Bittor Alkiza

Personal information
- Full name: Bittor Alkiza Fernández
- Date of birth: 26 October 1970 (age 55)
- Place of birth: San Sebastián, Spain
- Height: 1.69 m (5 ft 7 in)
- Position: Midfielder

Youth career
- Real Sociedad

Senior career*
- Years: Team / Apps / (Gls)
- 1989–1991: San Sebastián / 60 / (10)
- 1991–1994: Real Sociedad / 92 / (11)
- 1994–2003: Athletic Bilbao / 287 / (8)
- 2003–2005: Real Sociedad / 38 / (0)
- Total:  / 477 / (29)

International career
- 1990: Spain U19 / 3 / (1)
- 1990: Spain U20 / 1 / (0)
- 1998: Spain / 3 / (1)
- 1993–2002: Basque Country / 9 / (0)

Managerial career
- 2013–2014: Real Sociedad (assistant)
- 2015–2018: Numancia (assistant)
- 2018–2024: Osasuna (assistant)
- 2024–2026: Mallorca (assistant)

= Bittor Alkiza =

Spanish footballer (born 1970)

Bittor Alkiza Fernández (born 26 October 1970) is a Spanish former professional footballer who played for both Real Sociedad and Athletic Bilbao as a midfielder.

He amassed La Liga totals of 417 games and 19 goals over 14 seasons, and was also a Spain international in the late 90s.

==Club career==
Born in San Sebastián, Gipuzkoa, Alkiza made his professional debut with local giants Real Sociedad, being promoted to the first team at only 20 and making 105 official appearances in his first three seasons. After an aborted transfer to Real Madrid, he eventually moved to Basque neighbours Athletic Bilbao in 1994, for 220 million pesetas.

Alkiza was also first choice at the San Mamés Stadium, not scoring so often as the attacking duties in midfield were more often than not the task of future club great Julen Guerrero. In the 1997–98 campaign, he only missed one La Liga game – 3,146 minutes of action – as the side finished in second place and qualified for the UEFA Champions League. In the latter competition, even though Athletic ranked last in their group, they did draw 0–0 at home against Juventus, the finalists of the previous three editions, with him playing the full 90 minutes.

In summer 2003, after 328 competitive matches, Alkiza returned to Real Sociedad who were due taking part in the season's Champions League. At 33, his debut campaign was satisfactory, but he eventually retired from the game after not being able to heal a degenerative injury from early seasons.
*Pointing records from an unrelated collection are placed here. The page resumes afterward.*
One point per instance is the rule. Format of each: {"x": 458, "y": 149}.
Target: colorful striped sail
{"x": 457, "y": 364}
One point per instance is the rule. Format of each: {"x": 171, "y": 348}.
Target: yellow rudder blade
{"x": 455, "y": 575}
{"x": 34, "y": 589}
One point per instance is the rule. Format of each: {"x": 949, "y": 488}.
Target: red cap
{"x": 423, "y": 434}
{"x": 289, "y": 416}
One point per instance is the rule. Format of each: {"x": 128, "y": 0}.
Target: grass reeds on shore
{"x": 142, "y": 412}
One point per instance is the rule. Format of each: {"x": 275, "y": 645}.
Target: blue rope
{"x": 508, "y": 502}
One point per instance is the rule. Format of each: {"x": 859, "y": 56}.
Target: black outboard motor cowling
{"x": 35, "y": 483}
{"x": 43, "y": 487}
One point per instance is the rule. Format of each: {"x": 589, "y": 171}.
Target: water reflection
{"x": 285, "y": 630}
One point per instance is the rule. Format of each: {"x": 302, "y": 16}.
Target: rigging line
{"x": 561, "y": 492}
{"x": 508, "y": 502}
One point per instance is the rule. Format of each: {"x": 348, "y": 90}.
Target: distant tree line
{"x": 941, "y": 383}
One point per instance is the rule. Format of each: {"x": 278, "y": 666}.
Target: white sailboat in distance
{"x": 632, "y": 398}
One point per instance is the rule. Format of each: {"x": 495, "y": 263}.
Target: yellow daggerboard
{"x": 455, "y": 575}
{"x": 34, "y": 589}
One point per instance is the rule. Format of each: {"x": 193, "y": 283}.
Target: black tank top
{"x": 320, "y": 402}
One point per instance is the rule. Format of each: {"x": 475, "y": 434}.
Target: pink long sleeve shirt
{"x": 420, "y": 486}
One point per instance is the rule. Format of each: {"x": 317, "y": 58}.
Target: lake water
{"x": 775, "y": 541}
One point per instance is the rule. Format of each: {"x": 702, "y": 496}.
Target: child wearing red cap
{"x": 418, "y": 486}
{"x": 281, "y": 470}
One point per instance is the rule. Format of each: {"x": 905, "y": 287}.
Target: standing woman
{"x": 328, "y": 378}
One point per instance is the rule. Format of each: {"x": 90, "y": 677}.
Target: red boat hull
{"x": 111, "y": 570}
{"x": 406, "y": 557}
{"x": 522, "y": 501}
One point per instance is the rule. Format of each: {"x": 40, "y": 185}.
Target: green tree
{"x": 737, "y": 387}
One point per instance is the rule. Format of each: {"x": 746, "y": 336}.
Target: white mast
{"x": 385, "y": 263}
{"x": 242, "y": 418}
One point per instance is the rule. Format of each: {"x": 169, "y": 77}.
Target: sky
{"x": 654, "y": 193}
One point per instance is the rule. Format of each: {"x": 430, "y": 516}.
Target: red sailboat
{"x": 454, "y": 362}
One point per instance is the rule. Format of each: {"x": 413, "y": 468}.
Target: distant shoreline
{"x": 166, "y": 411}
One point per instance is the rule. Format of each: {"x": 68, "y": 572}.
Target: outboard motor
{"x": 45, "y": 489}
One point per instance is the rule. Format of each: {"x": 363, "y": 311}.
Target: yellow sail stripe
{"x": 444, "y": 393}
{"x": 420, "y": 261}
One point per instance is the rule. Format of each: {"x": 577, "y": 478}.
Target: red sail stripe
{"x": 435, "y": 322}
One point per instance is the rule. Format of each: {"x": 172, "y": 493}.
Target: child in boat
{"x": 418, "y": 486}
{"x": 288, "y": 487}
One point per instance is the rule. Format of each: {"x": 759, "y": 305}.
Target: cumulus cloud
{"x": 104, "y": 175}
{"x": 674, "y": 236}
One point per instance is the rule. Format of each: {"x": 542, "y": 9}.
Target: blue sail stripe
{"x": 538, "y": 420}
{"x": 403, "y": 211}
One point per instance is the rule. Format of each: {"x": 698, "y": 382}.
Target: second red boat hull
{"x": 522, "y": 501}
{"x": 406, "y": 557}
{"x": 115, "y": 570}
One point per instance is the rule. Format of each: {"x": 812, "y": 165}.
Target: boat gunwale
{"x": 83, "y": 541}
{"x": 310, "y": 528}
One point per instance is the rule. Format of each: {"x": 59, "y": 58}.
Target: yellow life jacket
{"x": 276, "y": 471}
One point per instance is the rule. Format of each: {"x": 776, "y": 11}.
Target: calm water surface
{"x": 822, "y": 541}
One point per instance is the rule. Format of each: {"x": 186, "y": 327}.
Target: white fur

Alkiza later rejoined his last professional club, being charged with Real Sociedad's youth teams. He later worked as assistant to Jagoba Arrasate at that side, Numancia, Osasuna and Mallorca.

==International career==
Alkiza played three times for Spain in a two-month span. His debut came on 23 September 1998 in a friendly with Russia in Granada: he scored the match's only goal, netting from outside the area.

===International goal===
Score and result list Spain's goal tally first, score column indicates score after Alkiza goal.

International goal scored by Bittor Alkiza
| No. | Date | Venue | Opponent | Score | Result | Competition |
|---|---|---|---|---|---|---|
| 1 | 23 September 1998 | Los Cármenes, Granada, Spain | Russia | 1–0 | 1–0 | Friendly |

==Style of play==
Although his natural position was that of left midfielder, Alkiza could also be deployed as a central one. Coach Javier Irureta, who managed him at Athletic in 1994–95, said of the player: "I guarantee that if you pass him the ball he will not return a melon".

==Personal life==
Alkiza's father, Iñaki, also played for some years with Real Sociedad, later serving as the club's president. He was also a relatively important local politician.

He broke the "curse" that stated that players from Real would never succeed at Athletic (Loren, Luciano Iturrino or David Villabona).